At the same time, it is important to point out the trade-offs inherent in using optical coherence tomography as an platform for in vitro model imaging. While the strength of OCT is its capability to optically image deep in samples nonperturbatively and without labels, the contrast in OCT is based on index of refraction changes along the optical path. Therefore, standard implementations of OCT do not have the capability of visualizing samples with molecular selectivity. While there has been some pioneering work in visualizing molecular information with OCT, most notably by Boppart and his colleagues [27, 28, 29], OCT remains, in practice, a structural imaging platform. Another trade-off in OCT is the choice between lateral resolution and depth of field. Since the axial resolution is dependent on the bandwidth of the light source, it is essentially decoupled from the constraints of optical system. Thus, unlike the case in standard microscopic techniques, high numerical aperture lenses are not required for high axial resolution. Instead, the choice of numerical aperture dictates how much of the optical path through the sample will be in focus to yield strong backscattered signal. OCT can take advantage of the large depth of field afforded by lower NA lenses to provide large volume imaging, as was done in this study. A numerical aperture of .15 was chosen to enable strong OCT signal along nearly 1 mm of the optical axis, allowing for the full visualization of even the largest acini. With low numerical apertures, however, comes reduced lateral resolution and the inability to resolve subcellular details. In this study, the lateral resolution of approximately 7 μm was acceptable for imaging acini composed of dozens of cells, and was still less than the size of the cells themselves (about 15 μm). The requirements of individual experiments will dictate the needed system parameters; in this work the nonperturbative, label-free structural contrast of OCT with a high depth of field was critical for both long term visualization and quickly surveying the thousands of acini that can grow on a single plate.

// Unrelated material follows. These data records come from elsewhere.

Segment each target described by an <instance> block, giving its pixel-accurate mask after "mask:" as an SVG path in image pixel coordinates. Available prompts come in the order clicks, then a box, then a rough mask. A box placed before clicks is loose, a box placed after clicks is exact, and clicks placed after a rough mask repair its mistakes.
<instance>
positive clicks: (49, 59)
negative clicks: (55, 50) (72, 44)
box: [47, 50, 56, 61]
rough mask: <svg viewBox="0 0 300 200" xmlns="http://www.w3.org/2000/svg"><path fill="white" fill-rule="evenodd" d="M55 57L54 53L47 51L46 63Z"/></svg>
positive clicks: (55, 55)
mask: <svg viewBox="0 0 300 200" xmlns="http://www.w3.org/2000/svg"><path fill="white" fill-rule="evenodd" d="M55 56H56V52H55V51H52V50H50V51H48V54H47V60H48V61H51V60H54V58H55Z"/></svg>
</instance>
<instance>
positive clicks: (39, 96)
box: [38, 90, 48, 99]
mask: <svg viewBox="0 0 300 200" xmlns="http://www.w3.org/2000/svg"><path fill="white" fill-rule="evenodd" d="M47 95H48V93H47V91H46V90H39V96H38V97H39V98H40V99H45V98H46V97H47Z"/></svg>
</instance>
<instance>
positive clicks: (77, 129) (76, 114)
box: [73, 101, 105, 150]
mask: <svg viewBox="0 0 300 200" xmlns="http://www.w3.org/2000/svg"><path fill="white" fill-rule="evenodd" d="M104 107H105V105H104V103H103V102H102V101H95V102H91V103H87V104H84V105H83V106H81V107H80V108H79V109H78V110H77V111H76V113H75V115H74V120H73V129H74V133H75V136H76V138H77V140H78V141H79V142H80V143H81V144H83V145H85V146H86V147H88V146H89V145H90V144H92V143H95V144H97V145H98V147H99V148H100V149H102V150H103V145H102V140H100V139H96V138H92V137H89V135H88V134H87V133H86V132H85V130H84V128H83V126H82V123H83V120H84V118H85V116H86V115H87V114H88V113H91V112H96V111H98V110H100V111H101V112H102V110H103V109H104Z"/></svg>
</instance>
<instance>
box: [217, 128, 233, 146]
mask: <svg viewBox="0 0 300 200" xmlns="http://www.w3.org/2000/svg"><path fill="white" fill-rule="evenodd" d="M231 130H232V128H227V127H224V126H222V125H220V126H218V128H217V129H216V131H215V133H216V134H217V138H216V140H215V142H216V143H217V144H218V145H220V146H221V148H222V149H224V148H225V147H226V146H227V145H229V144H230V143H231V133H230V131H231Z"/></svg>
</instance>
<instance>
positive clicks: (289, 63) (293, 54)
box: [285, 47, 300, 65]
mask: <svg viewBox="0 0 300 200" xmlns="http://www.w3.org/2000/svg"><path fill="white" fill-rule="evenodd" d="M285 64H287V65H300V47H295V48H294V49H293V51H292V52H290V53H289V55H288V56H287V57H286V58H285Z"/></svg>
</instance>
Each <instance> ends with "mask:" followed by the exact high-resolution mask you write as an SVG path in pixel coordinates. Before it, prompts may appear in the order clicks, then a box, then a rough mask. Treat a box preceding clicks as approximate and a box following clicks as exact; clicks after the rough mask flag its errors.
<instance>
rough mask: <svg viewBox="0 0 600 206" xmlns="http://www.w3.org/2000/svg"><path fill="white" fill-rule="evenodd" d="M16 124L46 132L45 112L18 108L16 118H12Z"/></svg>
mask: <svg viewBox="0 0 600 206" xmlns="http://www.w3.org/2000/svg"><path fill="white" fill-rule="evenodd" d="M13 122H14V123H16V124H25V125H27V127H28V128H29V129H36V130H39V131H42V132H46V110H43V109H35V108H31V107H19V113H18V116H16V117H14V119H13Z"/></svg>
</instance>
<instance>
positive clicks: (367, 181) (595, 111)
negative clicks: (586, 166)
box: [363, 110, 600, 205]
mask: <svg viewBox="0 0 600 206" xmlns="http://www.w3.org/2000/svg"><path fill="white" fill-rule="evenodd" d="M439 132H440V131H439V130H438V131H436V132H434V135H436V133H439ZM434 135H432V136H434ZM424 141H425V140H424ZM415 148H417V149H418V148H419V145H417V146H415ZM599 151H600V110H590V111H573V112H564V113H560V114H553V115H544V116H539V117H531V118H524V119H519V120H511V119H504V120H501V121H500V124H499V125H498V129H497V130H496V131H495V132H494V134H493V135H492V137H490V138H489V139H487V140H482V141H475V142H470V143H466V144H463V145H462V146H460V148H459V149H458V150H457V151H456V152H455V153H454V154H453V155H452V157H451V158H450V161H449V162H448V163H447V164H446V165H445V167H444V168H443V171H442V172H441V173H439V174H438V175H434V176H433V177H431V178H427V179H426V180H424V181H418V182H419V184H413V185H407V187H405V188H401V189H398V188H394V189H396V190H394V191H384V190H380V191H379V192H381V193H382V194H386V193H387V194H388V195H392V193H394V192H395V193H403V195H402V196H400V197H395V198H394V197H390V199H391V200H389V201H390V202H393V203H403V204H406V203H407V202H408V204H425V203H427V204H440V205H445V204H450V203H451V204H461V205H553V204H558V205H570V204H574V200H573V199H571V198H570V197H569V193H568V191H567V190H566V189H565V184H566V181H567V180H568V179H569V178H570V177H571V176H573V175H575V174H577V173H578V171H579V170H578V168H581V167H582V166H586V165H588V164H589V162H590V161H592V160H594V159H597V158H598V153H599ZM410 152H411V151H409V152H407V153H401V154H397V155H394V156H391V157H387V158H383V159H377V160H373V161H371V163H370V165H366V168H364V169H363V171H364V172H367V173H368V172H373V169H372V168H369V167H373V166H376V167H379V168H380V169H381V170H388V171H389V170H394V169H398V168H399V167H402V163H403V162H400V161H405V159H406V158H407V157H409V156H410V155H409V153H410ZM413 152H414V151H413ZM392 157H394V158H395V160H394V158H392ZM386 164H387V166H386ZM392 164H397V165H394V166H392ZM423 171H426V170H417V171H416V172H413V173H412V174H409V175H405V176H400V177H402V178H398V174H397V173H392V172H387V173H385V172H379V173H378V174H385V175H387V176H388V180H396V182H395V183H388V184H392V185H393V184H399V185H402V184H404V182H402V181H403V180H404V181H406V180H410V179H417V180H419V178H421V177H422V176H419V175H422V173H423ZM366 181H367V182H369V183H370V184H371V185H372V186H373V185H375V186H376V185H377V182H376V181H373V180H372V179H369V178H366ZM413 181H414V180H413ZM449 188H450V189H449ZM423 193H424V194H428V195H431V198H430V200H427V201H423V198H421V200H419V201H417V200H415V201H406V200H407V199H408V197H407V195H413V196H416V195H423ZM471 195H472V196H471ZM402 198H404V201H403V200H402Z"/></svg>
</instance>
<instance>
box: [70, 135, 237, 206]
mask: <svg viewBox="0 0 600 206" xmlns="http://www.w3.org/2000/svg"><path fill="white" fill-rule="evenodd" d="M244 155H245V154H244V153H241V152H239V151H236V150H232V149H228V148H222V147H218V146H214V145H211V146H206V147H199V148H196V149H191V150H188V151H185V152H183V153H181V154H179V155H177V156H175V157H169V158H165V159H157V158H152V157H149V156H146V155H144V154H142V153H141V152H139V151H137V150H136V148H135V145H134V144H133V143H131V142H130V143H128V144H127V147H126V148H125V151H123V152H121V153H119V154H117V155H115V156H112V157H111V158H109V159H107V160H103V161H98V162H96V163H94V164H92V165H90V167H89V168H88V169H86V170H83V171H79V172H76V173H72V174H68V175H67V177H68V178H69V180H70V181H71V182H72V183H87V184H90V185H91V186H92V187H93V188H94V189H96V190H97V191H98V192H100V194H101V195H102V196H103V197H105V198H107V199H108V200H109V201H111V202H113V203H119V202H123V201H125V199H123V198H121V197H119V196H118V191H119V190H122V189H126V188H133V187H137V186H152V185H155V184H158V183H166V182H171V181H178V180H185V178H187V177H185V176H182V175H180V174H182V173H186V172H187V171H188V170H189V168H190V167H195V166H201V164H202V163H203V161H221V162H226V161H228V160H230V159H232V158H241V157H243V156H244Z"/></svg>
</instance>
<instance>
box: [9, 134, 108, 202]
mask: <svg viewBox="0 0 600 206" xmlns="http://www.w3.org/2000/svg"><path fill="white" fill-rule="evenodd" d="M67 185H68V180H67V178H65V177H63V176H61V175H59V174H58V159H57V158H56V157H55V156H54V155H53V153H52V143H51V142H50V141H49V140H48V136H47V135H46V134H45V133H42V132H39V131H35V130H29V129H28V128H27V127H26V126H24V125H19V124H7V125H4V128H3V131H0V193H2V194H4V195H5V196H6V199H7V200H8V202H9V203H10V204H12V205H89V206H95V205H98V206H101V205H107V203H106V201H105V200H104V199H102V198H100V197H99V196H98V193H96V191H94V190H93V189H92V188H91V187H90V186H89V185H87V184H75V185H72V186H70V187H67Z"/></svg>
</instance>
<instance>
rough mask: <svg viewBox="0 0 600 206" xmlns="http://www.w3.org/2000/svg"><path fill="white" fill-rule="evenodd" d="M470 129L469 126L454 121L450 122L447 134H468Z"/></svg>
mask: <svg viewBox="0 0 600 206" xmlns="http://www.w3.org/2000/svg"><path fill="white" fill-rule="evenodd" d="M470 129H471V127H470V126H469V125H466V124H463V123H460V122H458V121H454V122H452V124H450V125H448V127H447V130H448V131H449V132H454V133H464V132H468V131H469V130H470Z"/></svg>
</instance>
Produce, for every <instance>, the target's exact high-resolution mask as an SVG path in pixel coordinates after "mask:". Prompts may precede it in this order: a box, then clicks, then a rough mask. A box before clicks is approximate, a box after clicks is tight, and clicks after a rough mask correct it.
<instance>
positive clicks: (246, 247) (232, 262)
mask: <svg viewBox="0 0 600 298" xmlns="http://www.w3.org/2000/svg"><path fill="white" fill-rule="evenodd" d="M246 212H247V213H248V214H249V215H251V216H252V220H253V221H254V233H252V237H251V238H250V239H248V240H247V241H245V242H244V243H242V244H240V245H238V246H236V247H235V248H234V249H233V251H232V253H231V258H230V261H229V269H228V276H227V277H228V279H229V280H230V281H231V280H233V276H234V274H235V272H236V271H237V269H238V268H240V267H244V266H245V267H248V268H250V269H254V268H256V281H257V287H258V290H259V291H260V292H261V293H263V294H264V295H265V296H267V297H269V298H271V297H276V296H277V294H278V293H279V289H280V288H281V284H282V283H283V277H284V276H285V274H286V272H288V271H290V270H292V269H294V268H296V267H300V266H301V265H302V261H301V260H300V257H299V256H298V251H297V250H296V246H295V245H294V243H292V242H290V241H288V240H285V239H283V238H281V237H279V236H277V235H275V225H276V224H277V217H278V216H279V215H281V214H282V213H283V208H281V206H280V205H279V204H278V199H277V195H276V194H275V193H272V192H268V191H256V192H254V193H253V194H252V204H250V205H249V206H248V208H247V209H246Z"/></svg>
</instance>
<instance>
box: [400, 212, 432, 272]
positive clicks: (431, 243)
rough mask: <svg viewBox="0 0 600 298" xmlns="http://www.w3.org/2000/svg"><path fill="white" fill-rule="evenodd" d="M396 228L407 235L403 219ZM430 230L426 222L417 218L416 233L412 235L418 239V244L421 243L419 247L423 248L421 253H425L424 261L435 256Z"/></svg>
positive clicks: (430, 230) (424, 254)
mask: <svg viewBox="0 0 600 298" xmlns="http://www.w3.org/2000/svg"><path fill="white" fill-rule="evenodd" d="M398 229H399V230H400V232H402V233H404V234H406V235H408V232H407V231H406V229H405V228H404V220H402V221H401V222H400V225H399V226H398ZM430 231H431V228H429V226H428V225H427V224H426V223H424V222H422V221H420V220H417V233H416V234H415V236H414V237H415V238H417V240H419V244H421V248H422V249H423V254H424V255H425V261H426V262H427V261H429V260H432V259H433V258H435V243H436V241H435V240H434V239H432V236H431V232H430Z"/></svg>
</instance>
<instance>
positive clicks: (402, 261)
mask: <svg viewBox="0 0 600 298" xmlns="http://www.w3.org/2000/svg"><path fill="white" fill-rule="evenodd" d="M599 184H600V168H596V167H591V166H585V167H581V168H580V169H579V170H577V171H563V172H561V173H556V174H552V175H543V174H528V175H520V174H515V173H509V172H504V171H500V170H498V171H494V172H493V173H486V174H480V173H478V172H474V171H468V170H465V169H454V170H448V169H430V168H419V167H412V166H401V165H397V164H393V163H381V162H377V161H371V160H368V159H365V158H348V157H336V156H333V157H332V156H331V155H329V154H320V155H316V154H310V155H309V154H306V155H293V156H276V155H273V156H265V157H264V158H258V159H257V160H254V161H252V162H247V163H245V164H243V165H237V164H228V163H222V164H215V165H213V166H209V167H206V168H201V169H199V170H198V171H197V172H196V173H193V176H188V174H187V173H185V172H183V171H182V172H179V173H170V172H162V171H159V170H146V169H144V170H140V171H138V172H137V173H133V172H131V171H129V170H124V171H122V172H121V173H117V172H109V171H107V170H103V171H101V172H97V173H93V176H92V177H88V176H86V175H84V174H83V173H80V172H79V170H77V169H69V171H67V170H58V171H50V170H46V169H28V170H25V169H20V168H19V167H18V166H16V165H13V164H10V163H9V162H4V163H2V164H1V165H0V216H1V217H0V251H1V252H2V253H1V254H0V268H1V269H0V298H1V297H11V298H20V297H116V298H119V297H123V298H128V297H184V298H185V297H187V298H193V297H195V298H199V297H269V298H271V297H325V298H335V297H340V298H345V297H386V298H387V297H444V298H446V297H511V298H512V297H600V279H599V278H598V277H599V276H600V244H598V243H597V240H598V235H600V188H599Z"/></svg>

The rapid surveying capability is critical for 3D tumor models to achieve their ultimate usefulness as high-throughput drug screening and therapeutic monitoring models. The majority of studies on drugs and their effects are so far conducted on monolayer cell cultures, which lack many of the three-dimensional cellular and extracellular cues known to be involved in drug uptake and resistance. This deficiency can result in poor drug screens that do not accurately measure efficacy and other critical parameters. Animal models are too costly and time consuming for large-scale pharmaceutical screening, with complexity that can hinder detailed studies of drug effects. The differential drug response seen between large and small acini captured by time-lapse OCT in this study demonstrates the ability to visualize the long-term effects of therapeutics. This imaging approach could be easily scaled to allow for high-throughput, three-dimensional screening of tens of thousands of acini in a single therapeutic study.

5. Conclusion

Optical coherence tomography can be a powerful imaging technique for the visualization of three-dimensional cultures of cancer. The large size, imaging depth, and structural complexity of spheroid and acini models can be rapidly imaged using OCT for high throughput studies. Most importantly, the non-perturbative nature of OCT makes it ideal for long-term time-lapse studies of tumor nodules growth and structural development. When combined with complementary molecular imaging technologies, OCT is capable of providing new insights into the biology of these model cancer systems, and ultimately cancer itself.